Qatar-backed Heathrow plans to raise landing fees, says CEO

UK's busiest airport plans to increase the "aeronautical charge" for airlines by 20%.

Heathrow Terminal 5

Heathrow Terminal 5

The United Kingdom's largest airport, Heathrow, which is part-owned by Qatar, is looking to raise the landing fees it charges airlines, CEO John Holland-Kaye told the Financial Times in an interview.

Holland-Kaye, who takes over as CEO on Tuesday, told the FT that Heathrow planned to increase the "aeronautical charge" to £24 ($41) per passenger from £20.

Landing fees are a crucial source of income for Heathrow, Britain's busiest airport.

The fees are normally passed on by airlines to passengers.

The FT reported that the CEO said the proposal was part of a draft funding plan for a third runway that was submitted to UK's Airports Commission.

The paper said the CEO was confident of getting the commission's approval for a third runway opening in 2025.

A Heathrow representative could not be reached immediately for comment.
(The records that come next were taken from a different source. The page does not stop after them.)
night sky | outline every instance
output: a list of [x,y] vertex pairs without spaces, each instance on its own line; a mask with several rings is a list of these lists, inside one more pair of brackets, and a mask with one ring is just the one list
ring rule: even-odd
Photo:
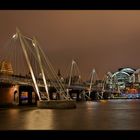
[[36,36],[55,70],[65,75],[74,59],[83,79],[93,68],[100,79],[120,67],[140,68],[140,11],[0,11],[0,46],[19,27]]

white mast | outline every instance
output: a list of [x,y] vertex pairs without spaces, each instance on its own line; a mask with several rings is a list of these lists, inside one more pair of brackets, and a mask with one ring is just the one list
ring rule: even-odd
[[41,97],[40,97],[40,94],[39,94],[39,89],[38,89],[37,82],[36,82],[36,79],[35,79],[35,75],[34,75],[34,72],[33,72],[32,66],[30,64],[29,57],[28,57],[28,54],[27,54],[27,51],[26,51],[26,48],[25,48],[25,45],[24,45],[24,41],[23,41],[24,38],[22,39],[22,34],[20,33],[18,28],[16,28],[16,31],[17,31],[17,36],[19,37],[19,40],[20,40],[20,43],[21,43],[21,47],[23,49],[23,53],[24,53],[27,65],[29,67],[29,70],[30,70],[30,73],[31,73],[31,76],[32,76],[32,80],[33,80],[37,95],[39,97],[39,100],[41,100]]
[[45,90],[46,90],[46,93],[47,93],[47,99],[50,100],[48,85],[47,85],[47,82],[46,82],[46,77],[45,77],[45,74],[44,74],[44,70],[43,70],[43,66],[42,66],[42,62],[41,62],[41,57],[40,57],[40,54],[39,54],[39,49],[38,49],[37,41],[36,41],[35,37],[33,39],[33,46],[34,46],[34,48],[36,50],[36,53],[37,53],[38,63],[39,63],[39,67],[40,67],[40,70],[41,70],[43,82],[44,82],[44,85],[45,85]]

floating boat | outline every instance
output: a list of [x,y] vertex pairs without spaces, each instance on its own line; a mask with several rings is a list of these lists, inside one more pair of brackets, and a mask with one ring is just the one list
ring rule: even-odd
[[37,101],[37,107],[42,109],[74,109],[76,101],[74,100],[41,100]]

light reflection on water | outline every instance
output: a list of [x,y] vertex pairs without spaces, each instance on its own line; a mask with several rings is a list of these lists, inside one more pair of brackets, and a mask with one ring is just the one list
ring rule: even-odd
[[76,109],[0,109],[1,130],[140,130],[140,100],[78,102]]

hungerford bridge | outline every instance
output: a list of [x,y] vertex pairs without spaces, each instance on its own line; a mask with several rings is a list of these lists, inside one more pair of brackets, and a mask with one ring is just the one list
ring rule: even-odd
[[[53,87],[53,92],[56,92],[59,100],[72,100],[72,92],[77,92],[76,98],[79,99],[79,94],[83,94],[83,99],[90,98],[92,84],[95,76],[95,69],[91,73],[91,80],[88,91],[83,85],[72,85],[72,74],[78,71],[78,66],[72,60],[69,79],[67,84],[56,74],[52,64],[44,51],[40,47],[39,42],[35,37],[30,38],[23,35],[20,30],[16,29],[14,34],[0,48],[0,83],[11,85],[30,86],[37,94],[38,100],[50,98],[50,88]],[[75,70],[74,70],[75,69]],[[75,77],[76,78],[76,77]],[[78,76],[80,79],[81,77]],[[43,91],[40,90],[43,87]],[[85,91],[87,94],[85,94]],[[15,97],[14,97],[15,98]]]
[[[0,60],[2,60],[0,68],[1,85],[7,83],[10,85],[30,86],[36,93],[37,100],[39,101],[51,101],[54,98],[55,101],[71,101],[73,100],[73,92],[76,94],[77,100],[79,100],[79,95],[82,97],[82,100],[90,100],[90,97],[95,95],[93,91],[99,93],[98,99],[107,98],[107,93],[110,92],[110,89],[105,89],[105,84],[106,82],[112,82],[112,79],[115,79],[113,77],[118,74],[114,74],[114,76],[108,73],[102,80],[101,86],[97,88],[93,87],[93,83],[95,83],[97,79],[96,71],[93,69],[88,85],[72,85],[74,69],[75,71],[77,70],[79,74],[78,66],[76,62],[72,60],[70,75],[66,83],[56,74],[37,39],[35,37],[30,38],[23,35],[18,28],[16,29],[16,34],[0,48]],[[78,79],[80,78],[81,76],[78,76]],[[120,93],[118,85],[116,84],[115,86],[115,92]],[[41,87],[43,87],[43,90]],[[53,90],[50,93],[52,87]],[[52,94],[54,94],[55,97],[52,97]]]
[[[24,36],[17,28],[16,34],[6,42],[0,52],[0,59],[3,60],[0,71],[1,85],[7,83],[31,86],[40,101],[39,107],[57,108],[57,105],[60,108],[62,106],[75,107],[72,98],[69,96],[69,89],[59,79],[35,37]],[[50,86],[55,88],[55,92],[58,93],[59,100],[62,102],[57,102],[57,104],[50,102]],[[44,87],[45,91],[42,92],[40,87]]]

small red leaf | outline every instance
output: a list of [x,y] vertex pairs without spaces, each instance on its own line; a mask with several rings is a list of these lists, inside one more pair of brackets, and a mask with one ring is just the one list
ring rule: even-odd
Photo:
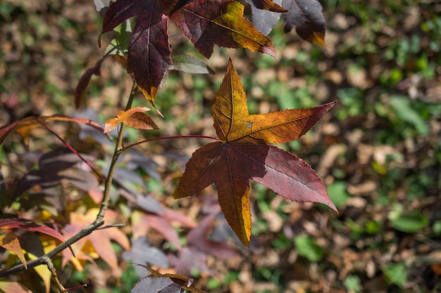
[[27,269],[27,263],[26,263],[26,259],[25,259],[25,255],[21,251],[21,245],[18,238],[13,233],[8,232],[4,235],[0,233],[0,246],[17,254],[20,261],[25,266],[25,268]]
[[297,139],[334,104],[249,115],[243,86],[230,60],[213,105],[214,127],[221,141],[208,143],[193,153],[173,197],[195,195],[214,183],[228,224],[247,246],[251,228],[250,180],[292,200],[321,202],[335,209],[323,183],[307,164],[266,145]]
[[49,235],[61,242],[65,240],[64,237],[56,230],[37,223],[35,221],[24,219],[0,219],[0,228],[10,230],[20,228]]
[[14,129],[14,128],[18,124],[18,122],[15,121],[15,122],[13,122],[11,124],[5,125],[5,126],[0,127],[0,145],[3,143],[6,136],[8,136],[8,134],[9,134],[9,133]]
[[326,46],[326,26],[322,7],[317,0],[284,0],[282,6],[289,11],[285,13],[285,31],[295,28],[303,39],[320,46]]

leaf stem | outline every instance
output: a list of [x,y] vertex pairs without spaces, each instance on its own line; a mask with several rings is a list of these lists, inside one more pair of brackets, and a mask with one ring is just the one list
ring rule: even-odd
[[201,135],[197,135],[197,134],[191,134],[191,135],[187,135],[187,136],[172,136],[156,137],[153,138],[145,139],[144,141],[138,141],[137,143],[132,143],[128,145],[126,145],[124,148],[123,148],[123,150],[121,150],[121,152],[125,152],[129,148],[132,148],[135,145],[138,145],[144,143],[149,143],[151,141],[161,141],[163,139],[188,138],[209,138],[209,139],[213,139],[215,141],[219,140],[219,138],[218,138],[217,137],[210,136],[201,136]]
[[[130,96],[129,97],[129,100],[127,103],[126,109],[130,109],[130,107],[132,106],[132,103],[133,102],[133,98],[135,96],[135,91],[136,91],[136,84],[134,82],[133,86],[132,86],[132,91],[130,92]],[[58,138],[58,139],[60,139],[64,143],[64,141],[61,137],[59,137],[56,134],[55,134],[53,131],[51,131],[51,129],[50,129],[48,126],[46,126],[44,124],[43,124],[40,120],[39,120],[38,118],[37,118],[37,121],[39,123],[42,124],[42,125],[46,127],[48,130],[49,130],[49,131],[51,131],[54,135],[56,135]],[[74,235],[70,238],[68,239],[63,243],[60,244],[58,246],[57,246],[56,247],[55,247],[54,249],[51,250],[46,254],[39,256],[37,259],[34,259],[33,261],[27,262],[26,264],[27,266],[27,269],[34,268],[37,266],[39,266],[42,264],[47,265],[48,259],[52,259],[56,254],[61,252],[65,249],[69,247],[70,245],[72,245],[77,241],[80,240],[80,239],[82,239],[85,237],[87,236],[88,235],[92,233],[93,231],[97,230],[99,227],[103,226],[103,224],[104,223],[104,214],[106,213],[106,211],[107,210],[107,207],[108,207],[108,202],[110,201],[110,190],[112,185],[113,172],[116,167],[116,161],[118,160],[118,157],[119,157],[123,150],[122,144],[123,144],[123,136],[124,134],[124,129],[125,129],[125,126],[124,125],[123,125],[118,135],[117,142],[115,145],[115,151],[113,152],[113,156],[112,157],[112,161],[111,162],[110,168],[108,169],[108,176],[104,183],[104,191],[103,200],[101,201],[101,207],[99,208],[99,211],[98,212],[98,214],[97,215],[97,219],[95,219],[95,221],[94,221],[94,222],[92,223],[90,225],[86,227],[84,227],[77,234]],[[66,146],[69,148],[70,150],[74,152],[74,153],[77,154],[77,155],[79,155],[77,152],[75,150],[75,149],[73,149],[73,148],[72,148],[68,143],[66,143],[65,145],[66,145]],[[0,278],[10,275],[12,274],[15,274],[15,273],[21,272],[25,270],[25,266],[23,266],[23,263],[19,264],[15,266],[13,266],[12,268],[0,271]]]
[[73,148],[73,147],[72,147],[72,145],[70,145],[69,144],[69,143],[68,143],[67,141],[66,141],[64,139],[63,139],[60,136],[58,136],[55,131],[54,131],[49,126],[47,126],[47,124],[44,122],[43,122],[42,120],[40,120],[37,117],[35,117],[35,120],[39,123],[40,124],[42,124],[43,126],[43,127],[44,127],[46,129],[48,130],[48,131],[49,131],[50,133],[51,133],[52,134],[54,134],[55,136],[56,136],[56,138],[63,143],[63,144],[64,144],[64,145],[66,145],[69,150],[70,150],[70,151],[72,152],[73,152],[74,154],[75,154],[77,155],[77,157],[78,157],[82,162],[84,162],[85,163],[86,163],[86,164],[89,167],[89,168],[90,168],[92,169],[92,171],[93,171],[93,172],[97,174],[97,176],[98,176],[98,178],[99,178],[99,180],[101,180],[101,182],[104,182],[106,181],[106,177],[104,177],[103,176],[103,174],[101,174],[100,172],[98,171],[98,170],[97,170],[92,165],[92,164],[90,164],[89,162],[87,162],[87,160],[86,160],[84,157],[82,157],[82,156],[78,152],[77,152],[77,150],[75,150],[75,148]]
[[[132,85],[132,91],[130,91],[130,96],[129,96],[129,99],[127,102],[127,105],[125,106],[126,111],[132,107],[132,104],[133,103],[133,98],[135,98],[135,94],[136,93],[136,83],[134,81],[133,84]],[[101,207],[99,208],[98,215],[97,215],[96,221],[103,221],[103,219],[104,219],[104,214],[106,213],[107,207],[108,207],[108,202],[110,202],[110,190],[112,186],[113,173],[116,167],[116,162],[118,161],[118,158],[119,157],[120,154],[123,152],[123,137],[124,136],[125,130],[125,125],[124,125],[124,124],[121,124],[120,131],[118,134],[116,143],[115,144],[113,156],[112,157],[112,160],[111,162],[111,164],[108,169],[107,179],[106,180],[106,183],[104,185],[103,200],[101,200]]]

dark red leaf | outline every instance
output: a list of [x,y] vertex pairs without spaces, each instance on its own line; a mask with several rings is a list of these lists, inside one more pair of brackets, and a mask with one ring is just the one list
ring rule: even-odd
[[326,25],[317,0],[283,0],[282,6],[289,11],[285,13],[285,32],[295,28],[302,39],[325,46]]
[[138,16],[128,47],[128,71],[133,72],[138,86],[152,104],[166,71],[172,67],[168,22],[155,7],[148,7]]

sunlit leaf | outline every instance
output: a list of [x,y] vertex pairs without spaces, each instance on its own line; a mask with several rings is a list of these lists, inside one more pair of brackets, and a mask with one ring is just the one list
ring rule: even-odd
[[159,129],[150,116],[144,113],[149,110],[147,107],[135,107],[127,111],[120,111],[116,118],[109,119],[104,122],[104,133],[111,131],[120,123],[137,129]]
[[25,268],[27,268],[26,259],[25,259],[25,254],[21,251],[20,241],[13,232],[9,231],[5,233],[4,231],[0,231],[0,246],[15,253],[20,261],[25,266]]

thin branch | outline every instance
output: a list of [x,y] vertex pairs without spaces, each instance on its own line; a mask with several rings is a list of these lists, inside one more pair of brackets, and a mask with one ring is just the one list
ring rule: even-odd
[[109,228],[115,228],[115,227],[125,227],[125,223],[117,223],[116,224],[112,225],[106,225],[102,227],[97,228],[97,230],[104,230],[108,229]]
[[42,124],[43,126],[43,127],[44,127],[46,129],[47,129],[50,133],[51,133],[52,134],[54,134],[55,136],[56,136],[56,138],[61,141],[64,145],[66,145],[69,150],[70,150],[70,151],[72,152],[73,152],[74,154],[75,154],[77,155],[77,157],[78,157],[82,162],[84,162],[85,163],[86,163],[86,164],[87,166],[89,166],[89,168],[90,168],[92,169],[92,171],[94,171],[94,173],[95,174],[97,174],[97,176],[98,176],[98,178],[99,178],[99,179],[101,181],[101,182],[104,182],[106,181],[106,178],[100,173],[92,165],[92,164],[90,164],[89,162],[87,162],[87,160],[86,160],[84,157],[82,157],[82,156],[78,152],[77,152],[77,150],[75,150],[75,148],[73,148],[72,147],[72,145],[70,145],[67,141],[66,141],[64,139],[63,139],[60,136],[58,136],[55,131],[54,131],[49,126],[47,126],[47,124],[46,124],[46,123],[43,122],[42,120],[40,120],[39,119],[38,119],[37,117],[35,117],[35,120],[37,120],[37,122],[38,123],[39,123],[40,124]]
[[[129,97],[129,100],[128,101],[126,110],[130,109],[130,107],[132,107],[132,103],[133,102],[133,98],[134,98],[135,93],[135,86],[136,85],[134,82],[133,86],[132,87],[130,96]],[[46,127],[46,126],[42,122],[41,122],[41,121],[38,120],[38,119],[37,119],[37,121],[41,123],[44,126],[45,126],[48,130],[49,130],[49,131],[51,131],[54,135],[56,135],[61,141],[64,142],[64,141],[61,138],[60,138],[56,134],[52,131],[49,127]],[[110,201],[110,190],[112,185],[112,181],[113,178],[113,172],[116,167],[116,162],[118,161],[118,157],[121,153],[121,151],[123,149],[122,144],[123,144],[123,136],[124,134],[124,129],[125,129],[125,127],[124,127],[124,125],[123,125],[118,135],[117,142],[115,146],[115,151],[113,152],[113,156],[112,157],[112,160],[111,162],[110,168],[108,169],[108,176],[104,183],[104,195],[103,195],[103,200],[101,200],[99,211],[98,212],[98,214],[97,215],[97,219],[95,219],[95,221],[94,221],[94,222],[91,223],[90,225],[81,229],[80,232],[78,232],[77,234],[74,235],[70,238],[66,240],[64,242],[60,244],[58,246],[57,246],[56,247],[55,247],[54,249],[51,250],[46,254],[39,256],[37,259],[34,259],[33,261],[27,262],[26,264],[27,266],[28,269],[34,268],[37,266],[42,265],[42,264],[47,265],[48,259],[51,259],[56,254],[61,252],[63,250],[66,249],[66,248],[68,248],[68,247],[70,247],[70,245],[76,242],[77,241],[80,240],[80,239],[82,239],[85,237],[87,236],[88,235],[92,233],[93,231],[97,230],[99,227],[101,226],[104,223],[104,214],[106,213],[106,211],[107,210],[108,202]],[[73,148],[72,148],[68,143],[66,143],[65,144],[66,146],[68,146],[68,148],[70,149],[70,150],[77,154],[77,152],[76,152],[76,150],[75,150]],[[12,268],[0,271],[0,278],[5,277],[5,276],[12,275],[12,274],[15,274],[15,273],[21,272],[25,270],[25,268],[23,266],[23,263],[19,264]]]
[[188,135],[188,136],[163,136],[163,137],[156,137],[154,138],[149,138],[149,139],[145,139],[144,141],[138,141],[137,143],[131,143],[128,145],[125,146],[123,150],[121,150],[121,152],[125,152],[127,150],[128,150],[130,148],[133,148],[135,145],[140,145],[142,143],[149,143],[151,141],[161,141],[163,139],[173,139],[173,138],[209,138],[209,139],[213,139],[215,141],[218,141],[219,138],[218,138],[217,137],[214,137],[214,136],[200,136],[200,135],[197,135],[197,134],[192,134],[192,135]]

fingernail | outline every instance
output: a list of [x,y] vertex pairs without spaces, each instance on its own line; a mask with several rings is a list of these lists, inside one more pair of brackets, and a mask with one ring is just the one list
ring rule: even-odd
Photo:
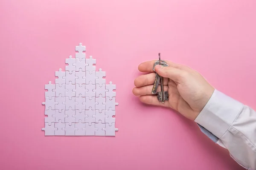
[[160,69],[163,68],[163,66],[161,65],[156,65],[156,66],[155,66],[155,68],[156,68],[157,69]]

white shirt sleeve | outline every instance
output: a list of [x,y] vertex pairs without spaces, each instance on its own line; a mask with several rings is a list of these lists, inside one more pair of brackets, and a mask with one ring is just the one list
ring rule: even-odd
[[255,111],[215,90],[195,121],[239,164],[256,170]]

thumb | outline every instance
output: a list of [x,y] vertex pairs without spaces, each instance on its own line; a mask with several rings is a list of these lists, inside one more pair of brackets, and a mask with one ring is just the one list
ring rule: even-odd
[[160,76],[169,78],[177,82],[180,82],[184,71],[171,66],[163,67],[159,65],[155,66],[155,70]]

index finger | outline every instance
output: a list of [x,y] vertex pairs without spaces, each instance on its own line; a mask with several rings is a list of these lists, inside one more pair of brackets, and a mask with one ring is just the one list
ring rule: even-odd
[[[139,65],[138,69],[140,71],[142,72],[154,72],[154,70],[153,70],[153,67],[154,62],[157,61],[158,60],[154,60],[143,62]],[[169,61],[165,61],[169,66],[174,67],[177,68],[180,68],[181,67],[181,65],[179,64],[175,63]]]

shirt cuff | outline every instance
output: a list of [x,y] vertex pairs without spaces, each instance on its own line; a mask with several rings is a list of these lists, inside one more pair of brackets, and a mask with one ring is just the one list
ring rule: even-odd
[[215,89],[195,121],[220,139],[243,106],[242,103]]

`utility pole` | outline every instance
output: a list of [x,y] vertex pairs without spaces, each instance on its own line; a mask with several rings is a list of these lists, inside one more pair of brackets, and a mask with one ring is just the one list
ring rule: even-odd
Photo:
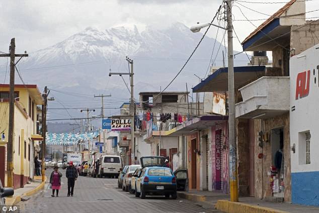
[[[105,97],[111,97],[112,95],[110,94],[109,95],[104,95],[103,94],[102,95],[94,95],[94,98],[101,98],[102,99],[102,108],[101,108],[101,117],[102,117],[102,119],[104,119],[104,101],[103,100],[103,98],[104,98]],[[102,129],[102,131],[103,131],[103,145],[104,146],[104,151],[105,151],[105,152],[106,153],[106,143],[105,143],[105,129]]]
[[42,161],[41,161],[41,174],[42,176],[42,181],[44,181],[45,177],[45,161],[44,160],[45,156],[45,133],[46,132],[46,111],[48,104],[48,101],[54,101],[53,98],[48,99],[48,96],[50,93],[50,90],[48,91],[48,87],[44,87],[44,93],[42,94],[44,104],[42,105]]
[[233,50],[232,47],[232,0],[224,0],[227,11],[228,36],[228,89],[229,93],[229,143],[230,201],[238,202],[238,177],[237,171],[237,149],[235,127],[235,89],[234,86]]
[[[9,187],[13,187],[13,143],[15,121],[15,68],[16,65],[22,58],[22,57],[28,56],[26,51],[25,54],[16,54],[16,39],[11,39],[9,47],[10,53],[0,54],[0,57],[10,57],[10,90],[9,92],[9,127],[7,144],[7,174]],[[21,57],[17,63],[15,57]]]
[[[134,145],[134,108],[135,104],[134,101],[134,72],[133,72],[133,60],[129,58],[127,56],[126,59],[129,64],[131,65],[131,70],[129,73],[110,73],[109,76],[111,77],[112,75],[117,75],[122,77],[122,75],[128,75],[130,76],[130,80],[131,83],[131,100],[130,101],[130,114],[131,116],[131,145]],[[135,150],[135,147],[134,147]],[[131,156],[129,157],[131,159]]]
[[[87,109],[81,109],[81,112],[83,112],[85,111],[87,111],[87,131],[89,132],[89,114],[90,113],[90,111],[93,111],[93,112],[95,112],[95,109],[90,109],[89,108]],[[90,149],[90,140],[88,140],[88,145],[89,147],[89,158],[90,158],[90,152],[91,152],[91,150]]]

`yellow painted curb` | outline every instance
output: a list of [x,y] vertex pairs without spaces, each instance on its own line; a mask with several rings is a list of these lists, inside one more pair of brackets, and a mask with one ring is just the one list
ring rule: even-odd
[[288,213],[287,211],[259,205],[225,200],[218,200],[215,206],[216,209],[226,213]]
[[204,202],[206,201],[206,196],[205,195],[178,192],[177,196],[179,197],[195,202]]
[[15,205],[21,201],[22,197],[24,197],[25,196],[31,196],[33,194],[35,194],[38,191],[44,188],[44,185],[45,185],[45,181],[46,181],[46,179],[47,177],[46,176],[45,176],[44,181],[41,182],[41,183],[39,184],[39,185],[37,186],[36,187],[22,194],[22,195],[18,195],[16,196],[13,196],[12,197],[7,197],[6,198],[6,204],[8,205]]

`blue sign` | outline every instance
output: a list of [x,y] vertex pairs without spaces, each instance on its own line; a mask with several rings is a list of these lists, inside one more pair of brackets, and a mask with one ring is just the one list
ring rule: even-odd
[[103,147],[104,146],[104,143],[103,142],[96,142],[95,146],[97,147]]
[[102,129],[111,129],[111,123],[112,119],[102,119]]

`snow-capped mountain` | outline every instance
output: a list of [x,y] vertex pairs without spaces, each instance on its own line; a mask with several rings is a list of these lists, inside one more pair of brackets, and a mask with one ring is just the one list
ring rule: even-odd
[[[61,91],[78,94],[112,93],[106,99],[107,107],[118,107],[129,94],[119,76],[109,77],[113,72],[127,72],[125,60],[128,56],[134,61],[135,97],[145,91],[158,91],[165,87],[179,71],[202,36],[193,33],[183,24],[176,23],[165,29],[146,26],[140,32],[136,26],[118,27],[104,31],[87,28],[52,46],[29,53],[19,63],[25,82],[37,84],[42,90],[44,86]],[[209,67],[214,39],[206,37],[180,75],[168,91],[185,90],[185,82],[189,88],[198,84],[194,74],[202,77]],[[219,42],[215,44],[212,58],[215,66],[222,64],[222,50]],[[245,65],[248,58],[239,54],[235,65]],[[124,77],[124,76],[123,76]],[[127,76],[124,77],[129,84]],[[79,100],[79,97],[57,94],[61,102],[68,106],[98,106],[100,100]],[[92,100],[92,101],[91,101]],[[128,101],[126,99],[126,101]],[[92,103],[91,103],[91,102]],[[51,104],[58,106],[59,103]],[[49,105],[50,106],[50,105]],[[60,113],[62,114],[62,113]],[[51,117],[65,117],[53,114]]]

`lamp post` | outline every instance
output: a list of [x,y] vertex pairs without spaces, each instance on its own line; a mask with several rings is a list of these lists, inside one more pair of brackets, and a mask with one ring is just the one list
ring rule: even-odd
[[229,143],[229,176],[230,200],[238,202],[238,179],[237,171],[237,151],[235,126],[235,89],[234,86],[233,49],[232,46],[232,20],[231,14],[232,0],[223,0],[226,8],[227,29],[211,23],[198,24],[191,28],[193,32],[199,32],[201,29],[212,25],[227,30],[228,37],[228,126]]

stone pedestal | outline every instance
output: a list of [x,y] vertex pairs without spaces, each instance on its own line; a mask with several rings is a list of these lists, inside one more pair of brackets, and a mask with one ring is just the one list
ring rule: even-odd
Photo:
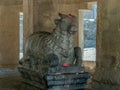
[[97,65],[92,90],[120,90],[120,0],[98,1]]

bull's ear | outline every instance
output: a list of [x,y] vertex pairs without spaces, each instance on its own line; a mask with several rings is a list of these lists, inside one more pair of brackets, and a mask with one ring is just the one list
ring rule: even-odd
[[59,19],[55,19],[54,22],[57,25],[57,24],[59,24],[60,20]]
[[65,18],[67,15],[59,13],[59,16],[60,16],[61,18]]

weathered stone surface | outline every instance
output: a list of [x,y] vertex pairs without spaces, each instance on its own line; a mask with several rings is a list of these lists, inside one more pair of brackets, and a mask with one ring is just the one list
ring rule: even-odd
[[[0,1],[0,67],[15,68],[19,64],[19,12],[22,5],[1,5]],[[7,3],[14,3],[7,0]]]

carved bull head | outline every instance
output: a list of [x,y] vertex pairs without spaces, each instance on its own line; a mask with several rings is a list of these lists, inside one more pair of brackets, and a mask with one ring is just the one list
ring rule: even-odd
[[70,34],[74,34],[78,31],[77,18],[71,14],[65,15],[59,13],[60,19],[55,20],[55,24],[59,26],[62,31],[67,31]]

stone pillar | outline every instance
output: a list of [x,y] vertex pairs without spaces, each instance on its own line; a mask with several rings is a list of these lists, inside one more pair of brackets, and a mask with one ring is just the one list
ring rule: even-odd
[[92,90],[120,90],[120,0],[98,1],[97,66]]
[[22,2],[19,0],[0,1],[0,67],[2,68],[14,68],[19,62],[19,11],[22,11]]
Heathrow Airport Holdings, which is co-owned by Spanish infrastructure company Ferrovial and other partners. Qatar Holding bought a 20 percent stake in the airport in 2012 and Akbar Al Baker, the outspoken CEO of Qatar Airways, is also a board member.

Etihad Airways, Emirates Airline, Gulf Air, Kuwait Airways, Oman Air, Middle East Airlines, Qatar Airways, Royal Jordanian and Saudi all operate to Heathrow.